Can non-practising solicitors work in firms of licensed conveyancers ?

The Solicitors Regulatory Authority has recently issued following important information to the attention of all non-practising property solicitors working in licensed conveyancers practices .

Regulatory changes as from 31 March 2009 for Solicitors

Prior to  the Solicitors' Code of Conduct 2007 as they were up to 30 March 2009, a solicitor who wanted to work for a licensed conveyancing firm could not do so in their capacity as a solicitor.
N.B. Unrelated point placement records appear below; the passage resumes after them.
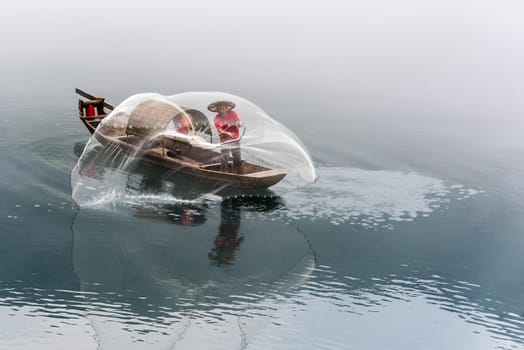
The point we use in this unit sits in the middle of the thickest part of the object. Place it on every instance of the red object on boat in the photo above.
(90, 111)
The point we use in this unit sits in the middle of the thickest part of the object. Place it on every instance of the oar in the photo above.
(91, 97)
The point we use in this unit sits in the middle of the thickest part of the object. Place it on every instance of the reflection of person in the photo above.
(227, 123)
(228, 240)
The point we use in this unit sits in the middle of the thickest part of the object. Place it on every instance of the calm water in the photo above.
(411, 239)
As from 31 March 2009 the rules are changed to reflect the provisions of the Legal Services Act 2007.

Solicitors with employee status in Licensed Conveyancing firms

As of 31st March 2009 a solicitor employed in connection with the provision of legal services by a firm of licensed conveyancers will no longer be a non-practising solicitor, and will therefore have to obtain a practising certificate from the SRA.
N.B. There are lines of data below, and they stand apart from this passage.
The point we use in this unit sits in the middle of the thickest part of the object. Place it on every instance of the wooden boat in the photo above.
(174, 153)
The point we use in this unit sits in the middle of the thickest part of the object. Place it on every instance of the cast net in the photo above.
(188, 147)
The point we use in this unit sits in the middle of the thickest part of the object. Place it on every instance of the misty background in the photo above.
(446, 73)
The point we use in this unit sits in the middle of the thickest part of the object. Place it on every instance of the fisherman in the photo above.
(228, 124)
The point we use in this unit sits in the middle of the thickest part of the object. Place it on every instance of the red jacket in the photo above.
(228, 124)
Solicitors who are Shareowners and Directors

The new rules permit  a solicitor be a "manager" or owner of a firm of licensed
conveyancers. If the conveyancing firm  is a partnership or LLP, a solicitor partner or  member has the choice of being a practising solicitor (with a practising certificate) or a practising lawyer authorised by another approved regulator ( e.g. a licensed conveyancer), or both. If the firm  is a company, a solicitor shareowner who is not a director or employee has a similar choice. However, a solicitor director must be a practising solicitor (with a practising certificate), even if he or she is also practising as a lawyer authorised by another approved regulator ( e.g. as a licensed conveyancer).